C'est inouï, mais le plus grand peintre des seventies françaises, Georges Mathieu n'aura pas de musée consacré à sa luxuriante splendeur, et dans sa propre ville où il vint au jour. A Boulogne-sur-Mer, ils sont âpres à la mémoire de leur patrimoine. Car c'est l'abstraction lyrique qui est reléguée dans une place du musée municipal, comme pour la ranger dans le placard des oubliés, sinon des disgraciés.
Souvenons-nous ! Mathieu fut l'importateur du plus grand expressionniste abstrait américain Jackson Pollock et son dripping terrible et shamanique, un peu teinté d'alcools profonds comme ses silences théoriques qui renvoyaient à l'essentiel de la peinture : l'objet et le geste en forme de signature.
Mathieu a fait, dans la France giscardienne, les symboles picturaux de la République des années glorieuses. Il a peint la grande fresque "Les Capétiens Partout" comme un manifeste de la synthèse des arts, et pour induire ou dire les nouvelles voies monarchiques et excessives de la France post-gaullienne.
Il a aussi dessiné la pièce de 10 francs, la plus contemporaine qu'on eût jamais espérée. Et tout ceci lui valut vitement d'être déchu aussitôt son mécène évincé par François Mitterrand, qui avait la dent dure en matière ès arts et revanches.
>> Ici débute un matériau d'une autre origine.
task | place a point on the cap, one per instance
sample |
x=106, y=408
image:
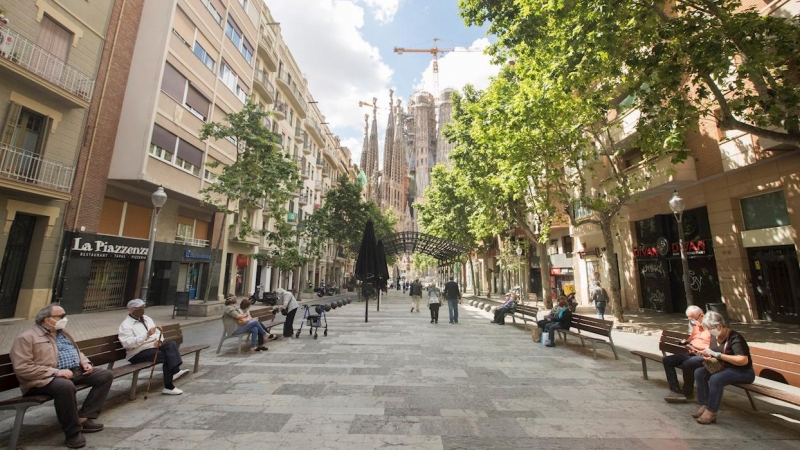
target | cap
x=135, y=303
La malédiction des Capétiens se porte bien, car le maire (PS) Frédéric Cuvillier avait promis un musée pour accueillir les oeuvres de Mathieu laissées par donation à la ville. Et pour des raisons mystérieuses, d'un ménage crypté entre l'avocat de Georges Mathieu, Jacques Copper-Royer et les instances culturelles de la mairie de Boulogne-sur-Mer, l'affaire a pris un tel retard que l'acte notarié de donation en est devenu caduc. Et donc Mathieu qui peignait d'immenses toiles en une heure à peine, et avec de grands coups de balais pris dans les seaux de peinture, se trouve-t-il contraint dans le placard qu'on lui trouvât par aventure dans un petit musée de province. Et c'est tout, et franchement minable pour un tel prince des arts plastiques.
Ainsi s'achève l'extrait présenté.